11For the grace of God has appeared that offers salvation to all people. 12It teaches us to say “No” to ungodliness and worldly passions, and to live self-controlled, upright and godly lives in this present age, 13while we wait for the blessed hope—the appearing of the glory of our great God and Savior, Jesus Christ, 14who gave himself for us to redeem us from all wickedness and to purify for himself a people that are his very own, eager to do what is good.Titus 2:11-14 · NIV
The Greek word for "training" (paideuousa) is the same word used for the discipline and instruction of children. Grace is not permissive; it is formative. Between Christ's first appearance (which brought grace, v. 11) and His second appearance (which brings glory, v. 13), grace is actively training believers to say "no" to ungodliness and "yes" to godly living.
What is one area where you sense God's grace is currently training you — teaching you to say no to something destructive or yes to something good?
Grace Is a Person
14The Word became flesh and made his dwelling among us. We have seen his glory, the glory of the one and only Son, who came from the Father, full of grace and truth. 15(John testified concerning him. He cried out, saying, “This is the one I spoke about when I said, ‘He who comes after me has surpassed me because he was before me.’ ”) 16Out of his fullness we have all received grace in place of grace already given. 17For the law was given through Moses; grace and truth came through Jesus Christ.John 1:14-17 · NIV
"The law was given through Moses; grace and truth came through Jesus Christ." The verbs change deliberately. The law was "given" (edothe) — handed down, delivered. But grace and truth "came" (egeneto) — they arrived in a person. The law was a document; grace is an incarnation.
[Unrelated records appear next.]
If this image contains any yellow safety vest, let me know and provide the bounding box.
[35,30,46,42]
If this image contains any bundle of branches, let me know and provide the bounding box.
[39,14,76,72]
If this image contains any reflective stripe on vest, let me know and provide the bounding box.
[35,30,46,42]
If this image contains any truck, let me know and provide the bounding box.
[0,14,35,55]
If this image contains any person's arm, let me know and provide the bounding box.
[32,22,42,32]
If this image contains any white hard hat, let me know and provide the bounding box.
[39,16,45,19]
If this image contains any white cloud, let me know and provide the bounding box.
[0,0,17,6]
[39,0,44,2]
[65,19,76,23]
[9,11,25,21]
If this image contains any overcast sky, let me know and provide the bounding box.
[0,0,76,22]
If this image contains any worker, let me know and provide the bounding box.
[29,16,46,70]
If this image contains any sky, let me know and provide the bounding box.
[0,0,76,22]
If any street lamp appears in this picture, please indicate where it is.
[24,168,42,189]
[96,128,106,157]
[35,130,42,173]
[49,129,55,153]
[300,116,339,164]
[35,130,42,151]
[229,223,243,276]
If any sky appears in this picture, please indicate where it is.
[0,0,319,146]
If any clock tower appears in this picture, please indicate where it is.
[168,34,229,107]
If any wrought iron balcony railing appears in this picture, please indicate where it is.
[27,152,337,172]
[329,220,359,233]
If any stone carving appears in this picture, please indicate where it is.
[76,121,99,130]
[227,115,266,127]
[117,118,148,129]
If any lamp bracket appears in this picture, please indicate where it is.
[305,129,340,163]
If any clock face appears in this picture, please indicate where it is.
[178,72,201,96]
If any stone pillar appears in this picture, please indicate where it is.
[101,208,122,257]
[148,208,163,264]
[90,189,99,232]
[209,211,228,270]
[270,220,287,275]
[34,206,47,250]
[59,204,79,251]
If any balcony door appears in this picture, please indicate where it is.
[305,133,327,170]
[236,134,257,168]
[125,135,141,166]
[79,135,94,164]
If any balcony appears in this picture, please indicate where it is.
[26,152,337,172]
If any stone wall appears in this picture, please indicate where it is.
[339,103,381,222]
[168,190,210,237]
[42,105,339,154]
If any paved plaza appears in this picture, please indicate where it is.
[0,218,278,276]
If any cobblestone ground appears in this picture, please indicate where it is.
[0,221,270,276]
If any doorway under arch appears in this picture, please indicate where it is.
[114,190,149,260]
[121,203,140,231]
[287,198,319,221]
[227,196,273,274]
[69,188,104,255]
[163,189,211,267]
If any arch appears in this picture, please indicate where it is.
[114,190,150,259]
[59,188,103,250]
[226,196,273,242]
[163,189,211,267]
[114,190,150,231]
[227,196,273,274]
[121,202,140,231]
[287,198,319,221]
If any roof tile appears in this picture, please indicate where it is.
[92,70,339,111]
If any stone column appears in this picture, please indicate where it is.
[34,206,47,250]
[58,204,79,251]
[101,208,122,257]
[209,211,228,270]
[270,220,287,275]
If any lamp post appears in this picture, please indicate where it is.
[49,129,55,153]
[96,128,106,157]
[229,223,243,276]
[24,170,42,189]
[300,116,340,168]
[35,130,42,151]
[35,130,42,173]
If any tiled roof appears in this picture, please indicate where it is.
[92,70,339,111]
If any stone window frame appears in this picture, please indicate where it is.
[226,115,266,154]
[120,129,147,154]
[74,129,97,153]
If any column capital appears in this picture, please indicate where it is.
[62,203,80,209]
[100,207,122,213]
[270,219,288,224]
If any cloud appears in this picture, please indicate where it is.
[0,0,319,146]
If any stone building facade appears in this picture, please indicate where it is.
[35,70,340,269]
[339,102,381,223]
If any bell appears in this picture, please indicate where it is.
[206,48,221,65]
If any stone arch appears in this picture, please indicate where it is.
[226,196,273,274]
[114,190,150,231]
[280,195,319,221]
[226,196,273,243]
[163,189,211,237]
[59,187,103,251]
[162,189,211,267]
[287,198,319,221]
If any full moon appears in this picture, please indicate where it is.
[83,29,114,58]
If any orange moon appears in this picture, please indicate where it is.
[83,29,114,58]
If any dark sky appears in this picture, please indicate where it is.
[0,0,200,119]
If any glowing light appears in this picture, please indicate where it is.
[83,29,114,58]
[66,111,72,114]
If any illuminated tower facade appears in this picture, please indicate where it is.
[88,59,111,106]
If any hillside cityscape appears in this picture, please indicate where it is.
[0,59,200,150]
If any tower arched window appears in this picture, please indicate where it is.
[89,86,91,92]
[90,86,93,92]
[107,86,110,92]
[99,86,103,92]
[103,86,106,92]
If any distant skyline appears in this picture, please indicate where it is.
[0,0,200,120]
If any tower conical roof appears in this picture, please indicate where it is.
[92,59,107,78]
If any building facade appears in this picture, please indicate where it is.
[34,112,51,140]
And Jesus came full of grace and truth. Grace without truth is sentimentality. Truth without grace is harshness. Jesus held both together perfectly.
Do you tend to lean more toward truth without grace (being rigid and judgmental) or grace without truth (being permissive and avoiding hard conversations)? How can you hold both together more like Jesus?
Voices on Grace
"Grace means God moving heaven and earth to save sinners who could not lift a finger to save themselves." — J.I. Packer, Knowing God
"This one word 'grace' contains within itself the whole of New Testament theology." — J.I. Packer, Knowing God
"Grace is free only because the giver himself has borne the cost." — Philip Yancey, What's So Amazing About Grace?
"Costly grace is the treasure hidden in the field; for the sake of it a man will gladly go and sell all he has. It is costly because it costs a man his life, and it is grace because it gives a man the only true life." — Dietrich Bonhoeffer, The Cost of Discipleship
Check Your Understanding
This Week
Memory Verse: Ephesians 2:8-9 — "For it is by grace you have been saved, through faith — and this is not from yourselves, it is the gift of God — not by works, so that no one can boast."